2.1 The NetCDF Data Model

A netCDF dataset contains dimensions, variables, and attributes, which all have both a name and an ID number by which they are identified. These components can be used together to capture the meaning of data and relations among data fields in an array-oriented dataset. The netCDF library allows simultaneous access to multiple netCDF datasets which are identified by dataset ID numbers, in addition to ordinary file names.

2.1.1 Expanded Model in NetCDF-4 Files

Files created with the netCDF-4 format have access to an expanded data model, which includes named groups. Groups, like directories in a Unix file system, are hierarchically organized, to arbitrary depth. They can be used to organize large numbers of variables.

Each group acts as an entire netCDF dataset in the classic model. That is, each group may have attributes, dimensions, and variables, as well as other groups.

The default root is the root group, which allows the classic netCDF data model to fit neatly into the new model.
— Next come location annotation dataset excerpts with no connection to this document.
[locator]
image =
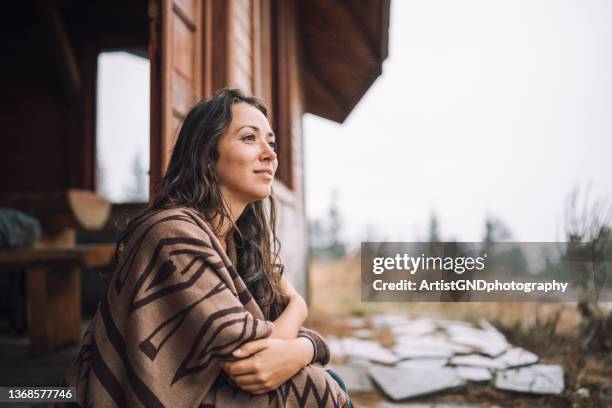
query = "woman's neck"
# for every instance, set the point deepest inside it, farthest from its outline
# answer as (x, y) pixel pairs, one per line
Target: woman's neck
(223, 225)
Dimensions are scoped such that they can be seen in all descendent groups. That is, dimensions can be shared between variables in different groups, if they are defined in a parent group.

2.1.2 Naming Conventions

The names of dimensions, variables and attributes (and, in netCDF-4 files, groups) consist of arbitrary sequences of alphanumeric characters (as well as underscore '_', period '.' and hyphen '-'), beginning with a letter or underscore. (However names commencing with underscore are reserved for system use.) Case is significant in netCDF names. A zero-length name is not allowed.

2.1.3 Network Common Data Form Language (CDL)
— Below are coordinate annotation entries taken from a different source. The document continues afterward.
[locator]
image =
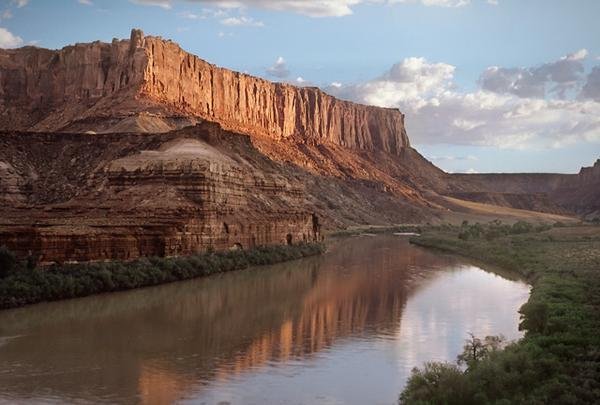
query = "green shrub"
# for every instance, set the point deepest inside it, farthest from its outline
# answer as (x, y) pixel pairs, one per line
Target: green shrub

We will use a small netCDF example to illustrate the concepts of the netCDF data model. This includes dimensions, variables, and attributes. The notation used to describe this simple netCDF object is called CDL (network Common Data form Language), which provides a convenient way of describing netCDF datasets. The netCDF system includes utilities for producing human-oriented CDL text files from binary netCDF datasets and vice versa.

CDL has not yet been expanded to accommodate netCDF-4. We plan to add features like groups, compound types, and other new type in a future release.
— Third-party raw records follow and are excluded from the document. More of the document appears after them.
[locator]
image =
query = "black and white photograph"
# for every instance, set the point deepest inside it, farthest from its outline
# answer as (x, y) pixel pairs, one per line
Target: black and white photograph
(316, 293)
     netcdf example_1 {  // example of CDL notation for a netCDF dataset
     
     dimensions:         // dimension names and lengths are declared first
             lat = 5, lon = 10, level = 4, time = unlimited;
     
     variables:          // variable types, names, shapes, attributes
             float   temp(time,level,lat,lon);
                         temp:long_name     = "temperature";
                         temp:units         = "celsius";
             float   rh(time,lat,lon);
                         rh:long_name = "relative humidity";
                         rh:valid_range = 0.0, 1.0;      // min and max
             int     lat(lat), lon(lon), level(level);
                         lat:units       = "degrees_north";
                         lon:units       = "degrees_east";
                         level:units     = "millibars";
             short   time(time);
                         time:units      = "hours since 1996-1-1";
             // global attributes
                         :source = "Fictional Model Output";
     
     data:                // optional data assignments
             level   = 1000, 850, 700, 500;
             lat     = 20, 30, 40, 50, 60;
             lon     = -160,-140,-118,-96,-84,-52,-45,-35,-25,-15;
             time    = 12;
             rh      =.5,.2,.4,.2,.3,.2,.4,.5,.6,.7,
                      .1,.3,.1,.1,.1,.1,.5,.7,.8,.8,
                      .1,.2,.2,.2,.2,.5,.7,.8,.9,.9,
                      .1,.2,.3,.3,.3,.3,.7,.8,.9,.9,
                       0,.1,.2,.4,.4,.4,.4,.7,.9,.9;
     }

The CDL notation for a netCDF dataset can be generated automatically by using ncdump, a utility program described later (see ncdump). Another netCDF utility, ncgen, generates a netCDF dataset (or optionally C or FORTRAN source code containing calls needed to produce a netCDF dataset) from CDL input (see ncgen).

The CDL notation is simple and largely self-explanatory. It will be explained more fully as we describe the components of a netCDF dataset. For now, note that CDL statements are terminated by a semicolon. Spaces, tabs, and newlines can be used freely for readability. Comments in CDL follow the characters '//' on any line. A CDL description of a netCDF dataset takes the form

       netCDF name {
         dimensions: ...
         variables: ...
         data: ...
       }

where the name is used only as a default in constructing file names by the ncgen utility. The CDL description consists of three optional parts, introduced by the keywords dimensions, variables, and data. NetCDF dimension declarations appear after the dimensions keyword, netCDF variables and attributes are defined after the variables keyword, and variable data assignments appear after the data keyword.

The ncgen utility provides a command line option which indicates the desired output format. Limitations are enforced for the selected format - that is, some cdl files may be expressible only in 64-bit offset or NetCDF-4 format.

For example, trying to create a file with very large variables in classic format may result in an error because size limits are violated.